Regarding its chances of growing revenue for the financial year to end-September after a poor start, Tiger Brands said: "Any meaningful recovery remains dependent on an improved consumer environment which may be influenced by measures to be announced in the budget speech later today.

"The decrease in revenue was aggravated by price deflation in some soft commodities and higher levels of discounting in the domestic business as the group seeks to manage its competitiveness on shelf," the trading update said.

"The overall volume decline was driven mainly by the home and personal care categories and exports.

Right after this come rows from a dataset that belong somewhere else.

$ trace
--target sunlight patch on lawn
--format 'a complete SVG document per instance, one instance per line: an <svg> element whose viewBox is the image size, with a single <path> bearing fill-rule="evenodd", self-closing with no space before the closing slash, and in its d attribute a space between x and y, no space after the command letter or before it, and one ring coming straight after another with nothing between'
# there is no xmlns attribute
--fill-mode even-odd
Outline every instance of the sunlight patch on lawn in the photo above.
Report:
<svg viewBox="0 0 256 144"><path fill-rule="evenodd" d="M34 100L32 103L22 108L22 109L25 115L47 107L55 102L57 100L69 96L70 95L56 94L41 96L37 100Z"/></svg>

Home care’s performance was impacted primarily by lower demand due to a delayed pest season and an unfavourable product mix, whilst personal care was negatively affected by increased competition and overall market contraction."

Pin It

Related Articles

 Boxer Retail Limited, South Africa's leading grocery discounter, today announced its financial results for the 52 weeks ended 1 March 2026 (FY26), reporting strong year-on-year performance for its first full financial year as a listed entity f…
South African retail group Woolworths Holdings delivered improved interim earnings after robust festive-season trading and solid Black Friday demand lifted performance, particularly in its premium food division.
Source: BizCommunity Dis-Chem Pharmacies saw a 10.1% increase in group income for the 24-week period from September 1, 2025, to February 16, 2026, compared to the same time the previous year.
Pick n Pay expects to post a significantly larger headline loss in its 2026 financial year, as pressure on its core supermarket operations and clothing business continues in a difficult retail environment.
  Shoprite Holdings’ on-demand delivery service, Sixty60, maintained strong momentum in the six months ended 28 December 2025, with turnover generated through the platform jumping 34.6% — far ahead of the group’s overall growth…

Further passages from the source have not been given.